Hive with AWS Glue Metastore

There are a few specific steps in setting up a Hive data source with the metastore on AWS Glue.

Hive with AWS Glue Metastore uses Default Hive.

Note

AWS Glue Data Catalog can be configured with multiple Hive instances. Currently, filtering is not available in the AWS Glue catalog for the different instances that are connected. It is recommended to configure one AWS Glue account for a Hive instance.

Connectivity

Confirm that Alation can reach your server on the following port. The default port is 10000. There is no port for AWS Glue.

Metadata Extraction

The extended metadata extracted includes the following: Owner information, Table Location, and Created Time.

If MDE fails with an exception “Error Serializing dbobjects: The security token included in the request has expired”, check the values you provided for the Access Key ID and Access Key Secret both should be valid. This type of error is caused by expired Access Key ID and Access Key Secret. Ensure that the user account needs to be active for existing users.

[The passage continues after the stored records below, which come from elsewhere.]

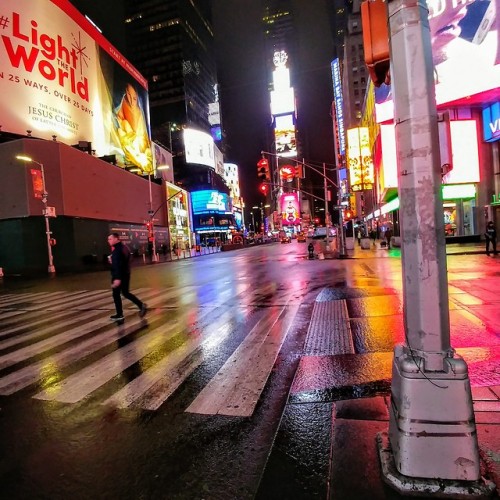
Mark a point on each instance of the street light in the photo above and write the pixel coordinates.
(51, 268)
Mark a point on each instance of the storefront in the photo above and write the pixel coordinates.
(213, 219)
(179, 223)
(460, 212)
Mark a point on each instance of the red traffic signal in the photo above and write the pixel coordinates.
(263, 171)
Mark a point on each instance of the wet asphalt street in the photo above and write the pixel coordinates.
(185, 403)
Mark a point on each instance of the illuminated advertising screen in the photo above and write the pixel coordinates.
(360, 159)
(199, 147)
(465, 49)
(491, 122)
(390, 163)
(290, 209)
(163, 163)
(210, 201)
(178, 211)
(284, 136)
(464, 150)
(60, 78)
(339, 104)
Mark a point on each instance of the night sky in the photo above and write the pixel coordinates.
(243, 79)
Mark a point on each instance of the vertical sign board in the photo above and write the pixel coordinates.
(339, 104)
(36, 177)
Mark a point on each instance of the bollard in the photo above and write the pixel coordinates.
(310, 249)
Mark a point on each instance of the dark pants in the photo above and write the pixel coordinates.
(123, 289)
(493, 245)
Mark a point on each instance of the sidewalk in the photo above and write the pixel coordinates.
(325, 446)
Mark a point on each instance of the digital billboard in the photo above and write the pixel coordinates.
(199, 147)
(339, 104)
(60, 79)
(163, 163)
(491, 122)
(465, 51)
(210, 201)
(290, 209)
(360, 159)
(464, 149)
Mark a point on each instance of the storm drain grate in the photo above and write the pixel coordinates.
(329, 331)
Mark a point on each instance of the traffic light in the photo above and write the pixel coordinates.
(374, 19)
(263, 171)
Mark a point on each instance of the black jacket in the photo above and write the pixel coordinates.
(120, 261)
(491, 233)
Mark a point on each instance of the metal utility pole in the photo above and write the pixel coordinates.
(432, 430)
(327, 215)
(48, 233)
(154, 257)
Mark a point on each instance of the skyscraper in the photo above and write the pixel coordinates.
(171, 42)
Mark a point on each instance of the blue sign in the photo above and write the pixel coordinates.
(210, 202)
(491, 122)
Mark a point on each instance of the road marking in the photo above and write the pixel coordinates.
(76, 332)
(22, 298)
(237, 386)
(79, 385)
(90, 331)
(152, 388)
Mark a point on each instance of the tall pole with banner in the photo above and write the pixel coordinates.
(432, 432)
(46, 212)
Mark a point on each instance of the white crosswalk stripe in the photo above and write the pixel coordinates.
(65, 345)
(237, 386)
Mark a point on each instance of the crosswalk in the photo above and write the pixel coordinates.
(62, 347)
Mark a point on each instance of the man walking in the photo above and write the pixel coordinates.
(120, 277)
(491, 237)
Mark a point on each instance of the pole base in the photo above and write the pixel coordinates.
(437, 488)
(432, 427)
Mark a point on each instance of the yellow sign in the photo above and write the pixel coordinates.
(360, 160)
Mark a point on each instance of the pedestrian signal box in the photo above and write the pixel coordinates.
(374, 19)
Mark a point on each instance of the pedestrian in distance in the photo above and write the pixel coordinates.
(491, 238)
(120, 277)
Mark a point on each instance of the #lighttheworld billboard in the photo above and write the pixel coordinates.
(60, 77)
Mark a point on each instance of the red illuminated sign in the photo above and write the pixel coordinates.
(36, 178)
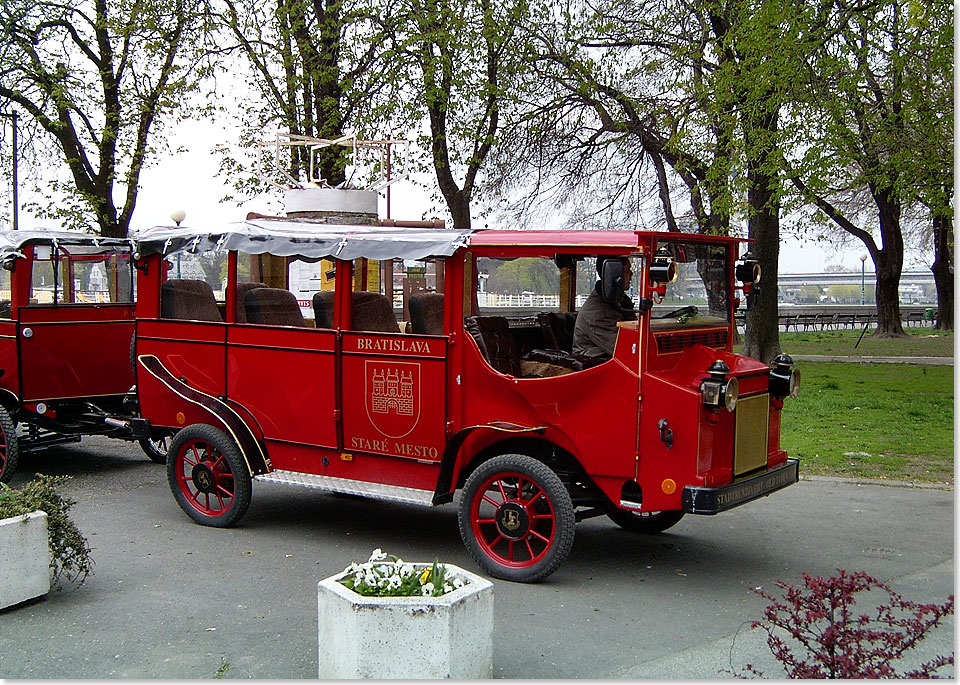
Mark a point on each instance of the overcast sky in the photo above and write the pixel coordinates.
(188, 181)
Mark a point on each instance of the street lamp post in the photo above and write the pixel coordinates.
(863, 268)
(178, 215)
(16, 203)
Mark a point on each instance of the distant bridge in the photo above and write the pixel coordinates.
(919, 278)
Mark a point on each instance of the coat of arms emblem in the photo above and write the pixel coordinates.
(393, 396)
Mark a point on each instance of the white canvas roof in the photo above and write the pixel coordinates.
(305, 239)
(12, 242)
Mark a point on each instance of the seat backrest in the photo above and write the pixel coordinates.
(323, 309)
(242, 289)
(273, 307)
(426, 313)
(557, 329)
(495, 341)
(373, 312)
(187, 298)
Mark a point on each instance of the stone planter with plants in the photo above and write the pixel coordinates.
(388, 618)
(39, 543)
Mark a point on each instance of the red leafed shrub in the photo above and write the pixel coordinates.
(814, 633)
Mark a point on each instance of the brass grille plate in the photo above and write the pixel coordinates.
(750, 441)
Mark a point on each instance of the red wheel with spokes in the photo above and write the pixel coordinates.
(516, 518)
(208, 476)
(9, 447)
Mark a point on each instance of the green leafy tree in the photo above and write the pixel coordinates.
(95, 79)
(864, 128)
(527, 274)
(688, 95)
(294, 56)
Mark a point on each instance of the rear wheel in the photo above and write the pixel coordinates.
(208, 476)
(645, 521)
(156, 447)
(516, 518)
(9, 446)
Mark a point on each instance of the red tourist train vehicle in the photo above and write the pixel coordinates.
(66, 329)
(294, 363)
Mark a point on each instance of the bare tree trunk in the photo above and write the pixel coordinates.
(762, 338)
(943, 269)
(888, 263)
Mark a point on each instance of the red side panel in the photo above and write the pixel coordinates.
(191, 351)
(393, 394)
(285, 378)
(9, 380)
(75, 351)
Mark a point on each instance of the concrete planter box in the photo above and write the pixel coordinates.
(24, 558)
(406, 637)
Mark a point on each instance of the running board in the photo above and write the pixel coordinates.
(380, 491)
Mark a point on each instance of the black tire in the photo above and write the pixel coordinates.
(649, 522)
(516, 518)
(156, 447)
(9, 446)
(208, 476)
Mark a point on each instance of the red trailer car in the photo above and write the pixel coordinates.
(409, 363)
(66, 328)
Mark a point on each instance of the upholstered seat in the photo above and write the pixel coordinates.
(426, 313)
(373, 312)
(273, 307)
(323, 309)
(242, 289)
(557, 328)
(190, 299)
(495, 341)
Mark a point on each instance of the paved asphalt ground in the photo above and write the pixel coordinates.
(171, 599)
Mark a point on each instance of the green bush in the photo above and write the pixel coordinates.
(70, 553)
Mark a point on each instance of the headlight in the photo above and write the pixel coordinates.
(717, 390)
(731, 391)
(784, 377)
(748, 270)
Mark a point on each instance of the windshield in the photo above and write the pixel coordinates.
(699, 296)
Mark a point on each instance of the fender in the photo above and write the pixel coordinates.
(236, 427)
(442, 493)
(8, 398)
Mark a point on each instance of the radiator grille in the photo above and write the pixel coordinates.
(750, 450)
(675, 342)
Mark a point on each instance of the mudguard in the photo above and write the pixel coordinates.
(251, 449)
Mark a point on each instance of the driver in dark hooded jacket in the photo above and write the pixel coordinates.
(595, 332)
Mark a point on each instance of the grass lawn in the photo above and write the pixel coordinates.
(923, 342)
(886, 421)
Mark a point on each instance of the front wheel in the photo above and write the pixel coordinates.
(516, 518)
(208, 476)
(645, 521)
(9, 446)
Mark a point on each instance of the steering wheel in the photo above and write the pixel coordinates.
(689, 310)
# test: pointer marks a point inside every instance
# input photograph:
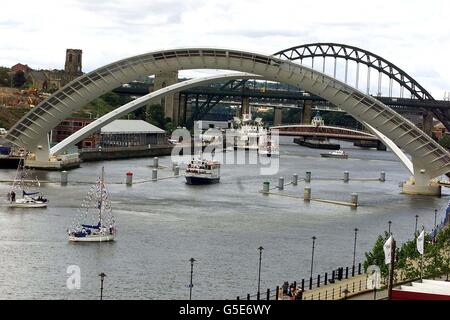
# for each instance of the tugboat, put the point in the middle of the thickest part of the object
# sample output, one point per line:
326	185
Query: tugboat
23	182
338	154
201	171
96	206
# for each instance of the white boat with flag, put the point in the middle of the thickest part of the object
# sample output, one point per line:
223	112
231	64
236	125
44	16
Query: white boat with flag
202	171
98	223
26	186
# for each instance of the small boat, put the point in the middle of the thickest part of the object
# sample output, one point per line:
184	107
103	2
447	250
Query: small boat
247	133
201	171
96	207
268	146
23	182
337	154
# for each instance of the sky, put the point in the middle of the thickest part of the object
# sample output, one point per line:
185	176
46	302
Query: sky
413	34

If a user deletes the access key by mistake, generate a new access key:

  1. Log in to the AWS Portal.

  2. Click IAM then click Users.

  3. Select your user and click Create Access Key. If the user is not present on the AWS portal,  then, select the option Add User and select Programmatic access which will generate the Access Key ID and the Access Key Secret.

Profiling/Sampling

The service account should have SELECT grants on the Hive tables to profile.